Ho messo in scena Le baruffe chiozzotte di Carlo Goldoni per la seconda volta nella mia storia di regista, spinto da un duplice motivo: riaffermare la presenza fondamentale di questo autore nella storia del Piccolo Teatro ma anche nella mia,che a Goldoni ho dedicato molti anni di lavoro; aprire una riflessione non solo celebrativa ma critica, amorevole e grata, che il teatro europeo dovrebbe compiere sulla vita, sull’opera, sulla vicenda umana di un drammaturgo che alla storia d’Europa appartiene.

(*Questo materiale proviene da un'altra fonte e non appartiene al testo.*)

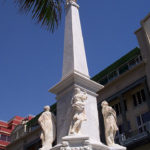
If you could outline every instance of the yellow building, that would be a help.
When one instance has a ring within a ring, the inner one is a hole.
[[[127,146],[128,150],[149,150],[150,14],[141,21],[141,28],[135,34],[140,48],[131,50],[93,80],[104,85],[98,93],[102,141],[105,142],[101,102],[107,100],[118,118],[116,142]]]

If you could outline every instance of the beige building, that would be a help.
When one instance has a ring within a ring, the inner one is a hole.
[[[105,142],[101,102],[107,100],[118,117],[116,142],[127,146],[128,150],[149,150],[150,14],[141,21],[141,28],[135,34],[140,48],[131,50],[94,76],[93,80],[105,86],[98,93],[101,140]],[[56,105],[51,107],[54,113],[55,108]],[[41,147],[39,116],[15,128],[7,150],[38,150]]]
[[[116,110],[119,131],[116,141],[132,150],[150,149],[150,14],[135,32],[135,48],[101,71],[93,80],[105,87],[99,91],[101,137],[104,138],[101,102]],[[138,147],[138,148],[137,148]]]

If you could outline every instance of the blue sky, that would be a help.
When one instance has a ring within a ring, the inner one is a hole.
[[[91,77],[138,46],[134,32],[150,12],[149,0],[78,0]],[[36,115],[55,102],[48,92],[61,79],[64,15],[51,34],[0,1],[0,120]]]

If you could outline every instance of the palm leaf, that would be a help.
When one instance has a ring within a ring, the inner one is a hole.
[[[61,21],[64,0],[15,0],[23,12],[31,12],[32,19],[53,32]]]

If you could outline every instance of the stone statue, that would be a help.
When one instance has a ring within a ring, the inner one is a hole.
[[[104,117],[106,143],[108,146],[119,146],[114,142],[116,131],[118,130],[116,112],[108,105],[107,101],[103,101],[101,106]]]
[[[82,122],[86,120],[85,100],[87,100],[87,93],[81,92],[79,88],[75,88],[75,93],[71,102],[73,108],[73,120],[69,134],[79,134]]]
[[[39,150],[49,150],[56,137],[55,116],[50,112],[49,106],[44,107],[44,112],[39,117],[38,123],[42,129],[40,137],[42,140],[42,148]]]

Di Goldoni, infatti, crediamo di conoscere tutto,ma in realtà della sua opera – centoventi commedie, fra cui almeno venti capolavori –, della sua capacità di far nascere sempre nuove emozioni dell’indagine dell’animo umano, di una sua presenza teatrale percorsa dal folgorante presentimento della fine di un’epoca e dell’inizio di una nuova, sappiamo ben poco. Nell’anno del Bicentenario goldoniano le nuove Baruffe chiozzotte vogliono essere, dunque, sostanzialmente un prologo, uno stimolo per accostarsi al teatro di Goldoni non come a un monumento, ma come a un mondo vivo – carnale e poetico insieme – all’interno del quale i teatranti europei possano riconoscersi per comunicarlo ai pubblici più diversi. Ripercorrendo il cammino verso le Baruffe a ventotto anni di distanza dalla edizione del 1964, ho percepito con forza l’inquietante contemporaneità del “classico” Goldoni, con una nuova meraviglia, come una scoperta appena compiuta.

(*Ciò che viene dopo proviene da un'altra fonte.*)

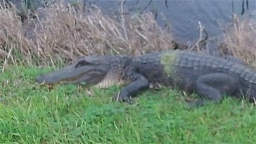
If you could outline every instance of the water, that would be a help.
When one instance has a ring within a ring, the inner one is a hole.
[[[10,0],[16,3],[17,1],[17,0]],[[122,2],[117,0],[82,1],[87,6],[93,4],[100,7],[103,13],[109,15],[115,14]],[[256,1],[255,0],[129,0],[125,1],[123,6],[124,13],[140,12],[144,11],[152,12],[160,25],[166,23],[170,24],[174,38],[187,43],[195,42],[198,38],[198,22],[205,27],[209,37],[219,36],[222,34],[220,25],[226,25],[231,23],[233,13],[244,16],[256,11]],[[165,20],[163,20],[160,13],[166,17]],[[255,15],[251,16],[255,17]],[[211,47],[214,48],[214,45]]]

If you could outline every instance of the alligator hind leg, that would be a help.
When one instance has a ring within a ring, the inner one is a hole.
[[[199,77],[196,82],[196,91],[207,99],[189,103],[190,106],[204,105],[208,102],[217,103],[223,95],[232,95],[237,89],[238,80],[222,73],[208,74]]]
[[[118,96],[115,96],[114,98],[118,101],[132,104],[133,101],[130,96],[135,96],[146,90],[149,84],[145,77],[133,71],[126,72],[124,77],[132,82],[121,90]]]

In questo lavoro, in questo cammino difficile fra passato e presente, per ricostruire l’immagine e il suono di uno spettacolo perduto nel tempo, con tenera memoria e rispettoso amore, sono risuonate ancora, nella loro grazia malinconica, le musiche di Fiorenzo Carpi. Le scene di Luciano Damiani sono nello stesso tempo identiche ma molto diverse, rivissute con uno spirito critico contemporaneo, come i costumi, interamente rifatti sulla traccia di quelli antichi. E se, nella sua concretezza gioiosa, il ballo che chiude lo spettacolo ricorda quello di un tempo, Marise Flach ha fatto nascere per noi qualcosa di nuovo. Gli attori sono quasi tutti cambiati; dell’antica edizione sono rimasti soltanto tre compagni che oggi rivestono ruoli diversi. Altre voci, altri corpi hanno dato vita ai personaggi dei pescatori di Chioggia e delle loro donne.
Quasi trent’anni fa, mettendo in scene le Baruffe per la prima volta, ci siamo detti che forse avevamo visto quello che volevamo ci fosse in questo testo, che forse eravamo andati più in là in una sopravvalutazione affettuosa di un capolavoro. Eppure, a distanza dei tanti anni che ci hanno segnati, ripercorrendo amorevolmente questo grande affresco popolare, non abbiamo trovato nulla di volutamente “folcloristico”, nel suo prendere decisamente partito per il popolo. Perché il popolo – lo diceva anche Brecht – semplicemente è.
Consapevoli di questo, è con amore, tenerezza e speranza che in questa società del disamore, all’apparenza incapace di credere in qualsiasi cosa, persino in una possibile felicità, fosse anche di un attimo, consegniamo queste Baruffe 1992 agli spettatori di oggi. Perché, oggi come ieri, li pensiamo capaci di abbandonarsi ai sentimenti, all’innocenza delle emozioni, guardando la vita che si rappresenta sul palcoscenico con quella tensione che appartiene solo al teatro.